Estoy a dos semanas de cumplir un mes desempeñándome como maestro de inglés. Me siento felliz, contento y satisfecho. A pesar del agotamiento físico y mental, de los tropiezos, regaños y responsabilidades extra, estas semanas han sido de lo más revitalizantes y satisfactorias.
Mi rutinario trabajo de oficina había engendrado la semilla de una depresión que creció tan lenta y paulatinamente que no me había dado cuenta que estaba ahí. Esos pequeños detalles que antes tomaba con tanto placer, por más efímeros y evanescentes que fueran, habían perdido su sabor. El simple hecho de saberme esclavo de un horario que cubría las horas que más disfrutaba del día me habían drenado de la expectativa de lo inesperado, de la chispa de lo espontáneo y de la magia de la imprevisibilidad.
Busqué la solución por todas partes: en salidas imprevistas, cervezas a cualquier hora del día, descansos prolongagos, objetivos no muy concretos en el gimnasio, pero los rezagos en la vida se extendían más allá de todo control.
Y los factores esenciales eran evidentes: el mayor cambio logrado había sido un ascenso temporal que me permitió explorar las sensaciones, límites y alcances de la dirección editorial de un periódico. Mi titulación seguía estancada (y aún lo está), debido a la desidia nacida del tedio de las colas y los trámites para continuar con el papeleo de la titulación. Además, una vida social a pique y una mente que parecía perder el contenido almacenado con tanto esfuerzo durante tantos años, sin contar con el latente deseo de batir las alas y escapar de esta ciudad, me producían unos frecuentes deseos de tomar el volante, pisar a fondo el acelerador y salir lo más rápido posible, sólo para sentir un cambio de verdad en mi vida.
Hoy, justo como en la segunda mitad del año pasado, todo parece haberse reiniciado. Si el año pasado el cambio lo significó el repentino choque entre dos mundos que parecían completamente ajenos y sin la mínima posibilidad de juntarse, hoy la chispa han sido mis alumnos.
Gracias a ellos he podido visitar los rincones perdidos de la memoria, acontecimientos, anécdotas y vivencias selladas, distantes, de un yo más joven, inmaduro, preocupado y depresivo. Esos años desfilan con frecuencia mientras me paseo por el salón, enfundado en un uniforme que no acaba de ir con mi personalidad, ejerciendo una suerte de autoridad jamás experimentada, intentando compartir un cúmulo de experiencias, consejos, advertencias y aprendizaje propio entre phrasal verbs, collocations y verb tenses.
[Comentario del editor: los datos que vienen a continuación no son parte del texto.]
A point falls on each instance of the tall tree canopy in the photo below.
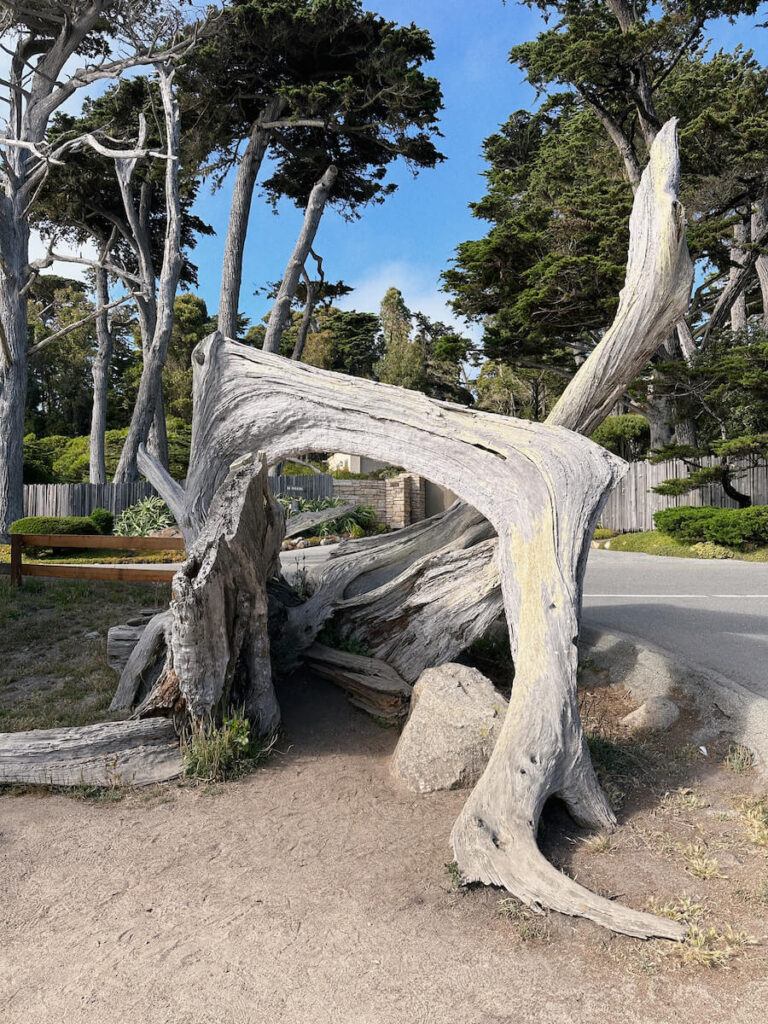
(545, 279)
Los veo ahora como yo me ví hace siete u ocho años: con el mundo a sus pies, la vida tan grande y extensa, tiempo de sobra, y una maraña de preocupaciones ante una vida que no acaban de dominar, a pesar de que no lo acepten tan fácilmente.
Los que ya manejan se sienten los amos de la calle y los pasillos. Los que ya dejaron de ser vírgenes se pavonean frente a los demás exudando una cierta aura de experiencia arrogante y confiada. Aquellos que han conseguido novia aprovechan hasta el último segundo del día a su lado. Los recesos sirven para compartir y expresar habilidades deportivas, puntos de vista, piropos, chismes, mala y buena vibra. En las horas cercanas a la salida los jóvenes son todo nervios, desesperación por romper la imagen de estudiantes y colocarse las vestiduras que les confieren el honorario título de "reyes del hogar", objeto de atención y preocupación perpetua de sus padres.
Y mi materia ¿que les importa? A algunos, mucho. A otros, un poco. A muchos otros, nada. Pero todos están embarcados en el mismo camino. Razones aparte, todos escogieron la capacitación de inglés, y por ende, todos se hunden o salen a flote por igual. Frente a mí desfila la esperanza del mañana, la generación que verá los verdaderos daños en el planeta, que presenciarán el fin del mundo en el 2012 apenas graduados de la preparatoria, confiados en la vida que tienen por delante, en su esfuerzo o en su suerte para perseguir aquello de lo que nadie escapa: un destino.